Researchers have found a prevalence of chronic obstructive pulmonary disease (COPD) among nonsmoking workers in the information industry and in office and administrative occupations, according to the Centers for Disease Control and Prevention (CDC).
COPD is an obstructive lung disease, which includes chronic bronchitis and emphysema. Although tobacco smoking is a major risk factor, 24 percent of adults with COPD have never smoked. Workplace exposures may account for some of those cases.
What Researchers Found
Among nonsmokers (or those who smoked fewer than 100 cigarettes in their lifetimes), an estimated 26 percent to 53 percent of COPD cases can be attributed to occupational exposures. Research has shown that occupational exposures to dust and toxins, as well as biologic and social differences and genetic factors, may account for increased risk of COPD among nonsmokers.
The highest occurrence of COPD was in workers aged 65 or older, those in fair or poor health, and women.
The CDC’s study also found the following:
- The highest COPD prevalence was among workers in the information industry and office and administrative-support occupations;
- Among women, the highest prevalence was among those employed in the information industry and transportation and material-moving occupations;
- Among men, the highest occurrence of COPD was for those employed in the agriculture, forestry, fishing, and hunting industries.
Previous surveys have found that exposure to ammonia and other chemicals, diesel exhaust, dust, environmental tobacco smoke, fumes, gas, grain dust, hydrogen sulfide, inorganic and organic dust, and vapors increases the risk for COPD. Mining industry workers exposed to coal mine dust or respirable crystalline silica may develop COPD or other pulmonary diseases.

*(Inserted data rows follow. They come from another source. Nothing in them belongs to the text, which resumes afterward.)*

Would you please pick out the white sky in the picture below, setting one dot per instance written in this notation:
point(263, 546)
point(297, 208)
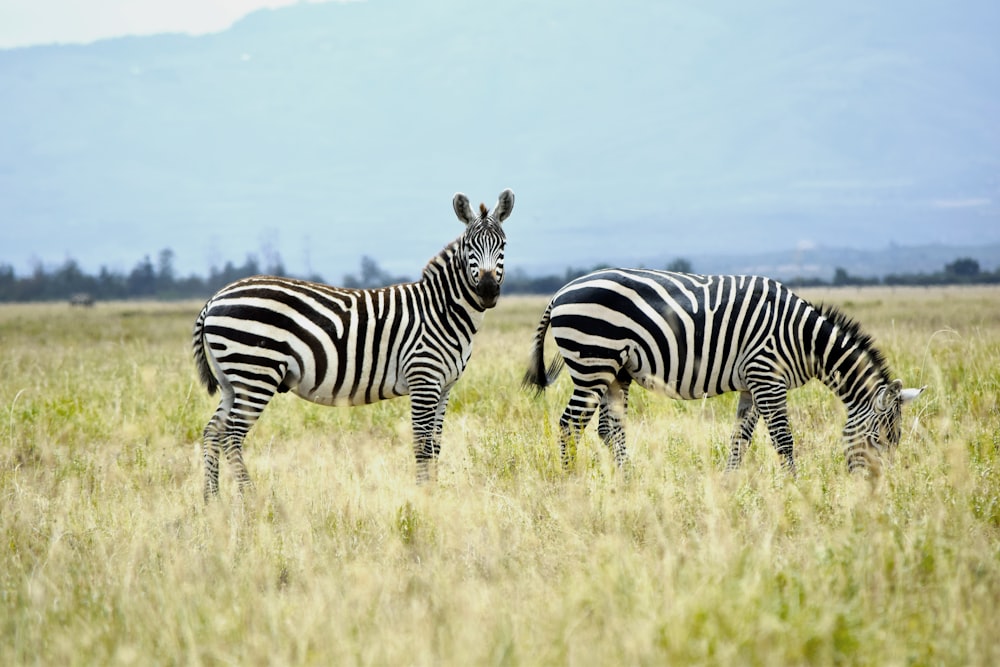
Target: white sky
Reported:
point(27, 22)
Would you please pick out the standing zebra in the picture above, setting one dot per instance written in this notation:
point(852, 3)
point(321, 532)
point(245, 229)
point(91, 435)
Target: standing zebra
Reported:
point(695, 336)
point(339, 346)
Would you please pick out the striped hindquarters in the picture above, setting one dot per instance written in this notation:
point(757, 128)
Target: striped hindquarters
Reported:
point(688, 335)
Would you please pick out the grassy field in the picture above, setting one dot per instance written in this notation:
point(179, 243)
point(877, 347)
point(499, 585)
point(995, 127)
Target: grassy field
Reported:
point(109, 555)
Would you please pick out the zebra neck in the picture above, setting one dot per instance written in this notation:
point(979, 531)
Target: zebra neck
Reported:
point(850, 369)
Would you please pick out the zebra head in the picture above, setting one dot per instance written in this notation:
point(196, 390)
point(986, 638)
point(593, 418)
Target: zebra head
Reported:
point(482, 245)
point(873, 429)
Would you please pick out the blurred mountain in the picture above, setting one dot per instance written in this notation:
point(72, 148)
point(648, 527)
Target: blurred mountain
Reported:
point(630, 131)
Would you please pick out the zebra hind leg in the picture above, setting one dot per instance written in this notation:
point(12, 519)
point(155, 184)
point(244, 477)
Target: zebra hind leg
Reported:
point(230, 424)
point(611, 421)
point(211, 447)
point(747, 417)
point(578, 413)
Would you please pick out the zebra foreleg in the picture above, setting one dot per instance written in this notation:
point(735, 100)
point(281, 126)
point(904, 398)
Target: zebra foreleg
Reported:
point(747, 417)
point(781, 434)
point(611, 421)
point(578, 413)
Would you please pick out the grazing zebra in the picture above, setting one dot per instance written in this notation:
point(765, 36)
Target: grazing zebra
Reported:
point(338, 346)
point(694, 336)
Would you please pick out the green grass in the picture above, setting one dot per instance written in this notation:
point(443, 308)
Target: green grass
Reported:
point(109, 555)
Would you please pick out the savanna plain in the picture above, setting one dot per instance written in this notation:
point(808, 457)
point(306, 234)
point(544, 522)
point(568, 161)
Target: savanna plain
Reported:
point(109, 555)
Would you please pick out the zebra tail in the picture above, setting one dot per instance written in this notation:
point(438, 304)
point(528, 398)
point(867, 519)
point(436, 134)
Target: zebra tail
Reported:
point(204, 370)
point(537, 376)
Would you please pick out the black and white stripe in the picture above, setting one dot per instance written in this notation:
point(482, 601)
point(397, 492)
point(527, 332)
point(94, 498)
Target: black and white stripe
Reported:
point(693, 336)
point(338, 346)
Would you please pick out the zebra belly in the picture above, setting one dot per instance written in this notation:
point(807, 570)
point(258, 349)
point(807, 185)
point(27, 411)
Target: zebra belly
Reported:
point(360, 384)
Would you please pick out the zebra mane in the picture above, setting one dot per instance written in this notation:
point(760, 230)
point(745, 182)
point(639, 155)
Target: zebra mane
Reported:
point(862, 340)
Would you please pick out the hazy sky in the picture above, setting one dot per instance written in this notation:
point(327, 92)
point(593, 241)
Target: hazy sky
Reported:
point(27, 22)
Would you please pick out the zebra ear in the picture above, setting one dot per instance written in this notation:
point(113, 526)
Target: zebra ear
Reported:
point(462, 208)
point(505, 204)
point(889, 395)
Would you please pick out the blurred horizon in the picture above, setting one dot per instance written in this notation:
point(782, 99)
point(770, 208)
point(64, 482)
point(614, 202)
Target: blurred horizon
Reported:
point(631, 133)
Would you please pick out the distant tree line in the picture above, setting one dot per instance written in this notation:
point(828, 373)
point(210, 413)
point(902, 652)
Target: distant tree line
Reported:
point(149, 280)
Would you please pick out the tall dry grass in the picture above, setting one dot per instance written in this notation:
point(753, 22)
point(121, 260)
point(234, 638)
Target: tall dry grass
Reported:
point(110, 557)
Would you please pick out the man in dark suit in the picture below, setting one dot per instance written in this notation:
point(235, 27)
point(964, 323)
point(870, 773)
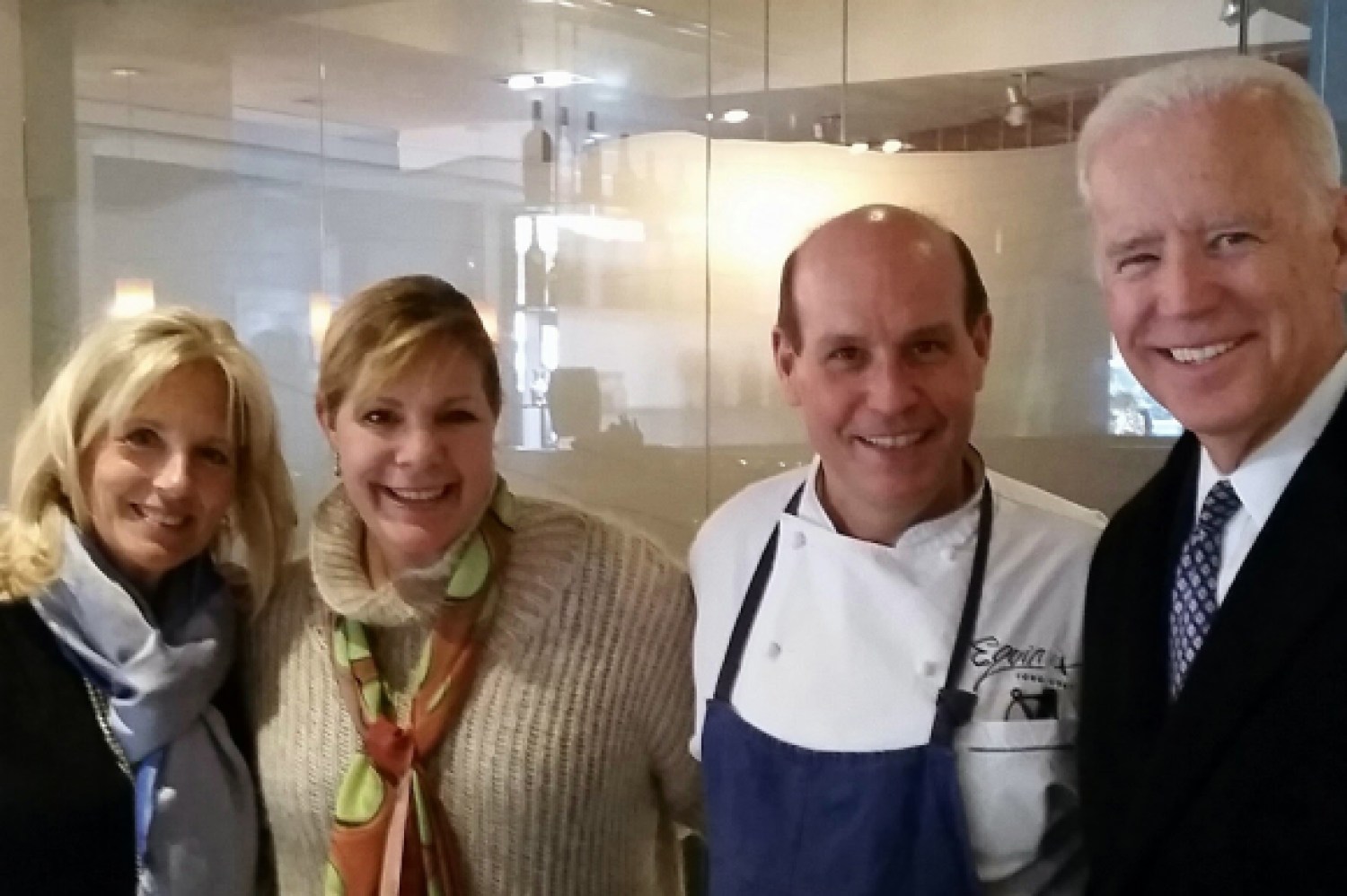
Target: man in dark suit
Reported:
point(1214, 697)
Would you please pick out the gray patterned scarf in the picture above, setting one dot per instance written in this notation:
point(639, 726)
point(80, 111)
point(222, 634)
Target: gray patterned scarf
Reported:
point(196, 807)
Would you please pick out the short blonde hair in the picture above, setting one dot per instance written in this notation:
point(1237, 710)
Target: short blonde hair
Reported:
point(115, 366)
point(384, 328)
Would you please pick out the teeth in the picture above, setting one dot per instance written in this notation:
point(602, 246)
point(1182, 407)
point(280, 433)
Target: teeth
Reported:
point(892, 441)
point(162, 519)
point(1199, 355)
point(419, 495)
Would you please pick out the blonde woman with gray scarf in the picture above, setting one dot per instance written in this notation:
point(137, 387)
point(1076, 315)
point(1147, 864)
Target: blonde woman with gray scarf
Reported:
point(123, 747)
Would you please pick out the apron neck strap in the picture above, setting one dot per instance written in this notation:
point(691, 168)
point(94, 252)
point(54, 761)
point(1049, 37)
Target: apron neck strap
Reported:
point(954, 707)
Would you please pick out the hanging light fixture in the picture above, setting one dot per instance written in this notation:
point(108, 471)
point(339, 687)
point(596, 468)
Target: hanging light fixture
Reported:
point(1017, 102)
point(1233, 10)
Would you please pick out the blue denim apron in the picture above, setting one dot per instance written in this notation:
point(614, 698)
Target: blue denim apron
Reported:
point(787, 821)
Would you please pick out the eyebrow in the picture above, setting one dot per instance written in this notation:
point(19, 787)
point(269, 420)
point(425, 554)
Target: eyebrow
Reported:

Those in the information industry and office and administrative-support occupations with COPD may have been exposed to glues, inorganic and organic dusts, isocyanates, irritant gases, paper dust and fumes from photocopiers, oil-based ink, paints, solvents and other chemicals, and toxic metals.
Workers in the information industry include broadcasting, data processing, publishing, and telecommunications workers.

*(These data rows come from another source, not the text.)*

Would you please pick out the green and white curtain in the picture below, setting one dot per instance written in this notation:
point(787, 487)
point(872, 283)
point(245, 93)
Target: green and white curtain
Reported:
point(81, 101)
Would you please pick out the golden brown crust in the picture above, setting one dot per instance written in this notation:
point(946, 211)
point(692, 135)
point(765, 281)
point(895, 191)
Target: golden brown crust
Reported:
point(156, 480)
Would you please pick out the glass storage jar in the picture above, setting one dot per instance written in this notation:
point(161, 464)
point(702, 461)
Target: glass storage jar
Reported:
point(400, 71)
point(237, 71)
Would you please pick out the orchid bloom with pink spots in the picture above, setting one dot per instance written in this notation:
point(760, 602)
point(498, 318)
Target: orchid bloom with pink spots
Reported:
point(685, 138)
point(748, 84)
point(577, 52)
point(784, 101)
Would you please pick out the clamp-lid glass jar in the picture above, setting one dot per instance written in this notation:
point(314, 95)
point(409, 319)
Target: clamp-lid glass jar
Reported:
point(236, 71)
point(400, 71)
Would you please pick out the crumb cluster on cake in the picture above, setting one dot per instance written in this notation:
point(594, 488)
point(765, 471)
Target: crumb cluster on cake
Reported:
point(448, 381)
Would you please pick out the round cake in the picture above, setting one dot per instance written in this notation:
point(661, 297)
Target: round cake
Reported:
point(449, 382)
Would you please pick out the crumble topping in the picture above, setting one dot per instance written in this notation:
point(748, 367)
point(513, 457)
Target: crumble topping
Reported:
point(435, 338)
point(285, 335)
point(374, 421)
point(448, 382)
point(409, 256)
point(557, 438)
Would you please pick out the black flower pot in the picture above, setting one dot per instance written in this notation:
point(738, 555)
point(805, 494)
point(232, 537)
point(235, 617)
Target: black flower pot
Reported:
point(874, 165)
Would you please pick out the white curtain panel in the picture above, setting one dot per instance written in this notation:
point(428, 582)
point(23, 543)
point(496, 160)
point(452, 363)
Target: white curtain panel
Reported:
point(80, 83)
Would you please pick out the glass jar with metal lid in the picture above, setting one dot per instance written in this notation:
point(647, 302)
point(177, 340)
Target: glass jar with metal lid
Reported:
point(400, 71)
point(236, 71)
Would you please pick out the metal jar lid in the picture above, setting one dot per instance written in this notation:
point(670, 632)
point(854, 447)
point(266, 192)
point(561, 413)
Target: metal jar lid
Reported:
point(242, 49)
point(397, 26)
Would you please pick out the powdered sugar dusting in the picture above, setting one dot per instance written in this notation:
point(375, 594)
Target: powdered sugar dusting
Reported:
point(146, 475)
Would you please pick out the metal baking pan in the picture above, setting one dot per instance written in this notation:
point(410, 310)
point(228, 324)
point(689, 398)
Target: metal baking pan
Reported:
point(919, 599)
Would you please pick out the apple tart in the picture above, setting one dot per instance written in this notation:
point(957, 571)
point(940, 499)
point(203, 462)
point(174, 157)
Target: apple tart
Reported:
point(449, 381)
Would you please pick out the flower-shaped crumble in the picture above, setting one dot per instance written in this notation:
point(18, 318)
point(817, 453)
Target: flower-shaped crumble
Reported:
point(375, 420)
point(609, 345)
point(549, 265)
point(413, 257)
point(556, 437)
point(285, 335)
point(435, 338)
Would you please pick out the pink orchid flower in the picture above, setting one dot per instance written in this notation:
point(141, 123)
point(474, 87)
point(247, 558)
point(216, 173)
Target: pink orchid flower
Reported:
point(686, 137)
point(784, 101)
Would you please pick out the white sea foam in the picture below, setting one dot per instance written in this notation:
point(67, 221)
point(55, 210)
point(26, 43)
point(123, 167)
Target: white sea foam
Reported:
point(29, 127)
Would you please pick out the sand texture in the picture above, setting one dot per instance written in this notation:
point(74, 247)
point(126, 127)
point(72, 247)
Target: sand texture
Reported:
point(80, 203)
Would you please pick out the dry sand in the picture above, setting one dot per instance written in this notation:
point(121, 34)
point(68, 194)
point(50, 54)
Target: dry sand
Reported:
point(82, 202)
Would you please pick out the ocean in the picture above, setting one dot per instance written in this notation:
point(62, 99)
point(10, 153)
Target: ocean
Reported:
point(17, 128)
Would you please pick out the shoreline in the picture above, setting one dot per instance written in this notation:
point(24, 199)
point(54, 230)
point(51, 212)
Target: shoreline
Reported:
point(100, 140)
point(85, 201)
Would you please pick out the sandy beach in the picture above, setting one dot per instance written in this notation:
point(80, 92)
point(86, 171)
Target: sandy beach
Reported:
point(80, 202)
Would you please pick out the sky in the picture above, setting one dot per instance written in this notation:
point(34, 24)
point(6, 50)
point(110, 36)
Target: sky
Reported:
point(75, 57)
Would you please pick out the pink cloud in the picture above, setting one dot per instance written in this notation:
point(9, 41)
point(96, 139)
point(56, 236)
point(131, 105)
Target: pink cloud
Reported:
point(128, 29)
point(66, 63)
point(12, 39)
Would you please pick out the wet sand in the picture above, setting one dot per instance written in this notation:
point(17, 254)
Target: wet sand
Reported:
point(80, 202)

Possible Correlations, Not Causes
Researchers analyzed National Health Interview Survey (NHIS) data collected from 2013 to 2017.

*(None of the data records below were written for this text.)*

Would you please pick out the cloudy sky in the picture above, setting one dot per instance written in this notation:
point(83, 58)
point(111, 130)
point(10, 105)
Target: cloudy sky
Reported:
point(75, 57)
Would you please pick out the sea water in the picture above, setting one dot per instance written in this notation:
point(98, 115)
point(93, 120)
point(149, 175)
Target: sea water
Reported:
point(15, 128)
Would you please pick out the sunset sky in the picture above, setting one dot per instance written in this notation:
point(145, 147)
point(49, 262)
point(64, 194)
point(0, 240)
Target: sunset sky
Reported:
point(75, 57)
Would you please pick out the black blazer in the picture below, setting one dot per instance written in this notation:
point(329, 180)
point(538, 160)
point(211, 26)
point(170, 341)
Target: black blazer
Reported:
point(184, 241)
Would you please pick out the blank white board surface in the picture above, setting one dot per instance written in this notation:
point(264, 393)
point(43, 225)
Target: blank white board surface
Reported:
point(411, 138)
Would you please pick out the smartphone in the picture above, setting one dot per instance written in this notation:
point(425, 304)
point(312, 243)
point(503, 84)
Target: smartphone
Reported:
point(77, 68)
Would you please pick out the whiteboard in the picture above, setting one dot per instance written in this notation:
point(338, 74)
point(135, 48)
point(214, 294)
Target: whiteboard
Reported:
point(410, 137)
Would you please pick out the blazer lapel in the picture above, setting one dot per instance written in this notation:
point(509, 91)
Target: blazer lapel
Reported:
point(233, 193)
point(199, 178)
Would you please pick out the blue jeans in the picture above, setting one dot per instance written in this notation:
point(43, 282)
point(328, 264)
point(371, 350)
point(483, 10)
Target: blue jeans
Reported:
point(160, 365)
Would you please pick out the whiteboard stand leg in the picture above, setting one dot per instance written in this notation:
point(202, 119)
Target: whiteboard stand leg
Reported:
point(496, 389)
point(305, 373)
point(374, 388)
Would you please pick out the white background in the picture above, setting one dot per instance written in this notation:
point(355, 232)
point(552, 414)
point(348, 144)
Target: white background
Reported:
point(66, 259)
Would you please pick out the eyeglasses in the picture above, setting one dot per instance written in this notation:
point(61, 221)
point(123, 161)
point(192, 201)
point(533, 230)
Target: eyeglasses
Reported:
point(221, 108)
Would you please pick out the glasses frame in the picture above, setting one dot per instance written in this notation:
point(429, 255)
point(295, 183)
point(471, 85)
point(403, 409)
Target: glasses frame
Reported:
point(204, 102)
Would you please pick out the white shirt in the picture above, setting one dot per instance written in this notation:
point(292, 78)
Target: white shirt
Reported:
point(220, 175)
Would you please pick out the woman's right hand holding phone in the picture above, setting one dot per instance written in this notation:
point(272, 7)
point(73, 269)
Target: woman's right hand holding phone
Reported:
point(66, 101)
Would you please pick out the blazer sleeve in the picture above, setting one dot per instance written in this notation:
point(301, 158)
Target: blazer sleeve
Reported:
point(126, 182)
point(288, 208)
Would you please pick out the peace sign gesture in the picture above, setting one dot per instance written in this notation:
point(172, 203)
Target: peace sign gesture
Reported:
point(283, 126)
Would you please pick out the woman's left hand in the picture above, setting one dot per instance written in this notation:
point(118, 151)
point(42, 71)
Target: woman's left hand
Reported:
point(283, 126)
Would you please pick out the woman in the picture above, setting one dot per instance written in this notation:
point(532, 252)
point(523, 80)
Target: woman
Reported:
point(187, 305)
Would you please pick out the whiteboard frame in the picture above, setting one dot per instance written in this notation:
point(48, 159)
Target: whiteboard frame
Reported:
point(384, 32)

However, there were several limitations to the study published in the CDC’s Morbidity and Mortality Weekly Report, including:
- Information on COPD was self-reported and not validated by medical records review or pulmonary-function tests;
- Information about work histories, secondhand smoke exposures, or workplace exposures was not available;
- Only workers employed at some time in the 12 months before their interviews were included in this study, so there may be many more with COPD who could no longer work;
- Despite combining data for multiple years, small sample sizes in certain groups resulted in unreliable estimates of prevalence in certain industries and occupations; and
- The survey collected information on any physician’s office or emergency department visit in the previous 12 months and lost workdays because of any illness or injury, so those visits or lost workdays might not be associated with COPD.
Employers Need More Information
Employers need more specific information from researchers at the CDC and the National Institute for Occupational Safety and Health about what types of exposures—and at what levels—can cause COPD. To improve employers’ prevention and risk reduction efforts, researchers must characterize the contributing nonoccupational and workplace factors that lead to COPD.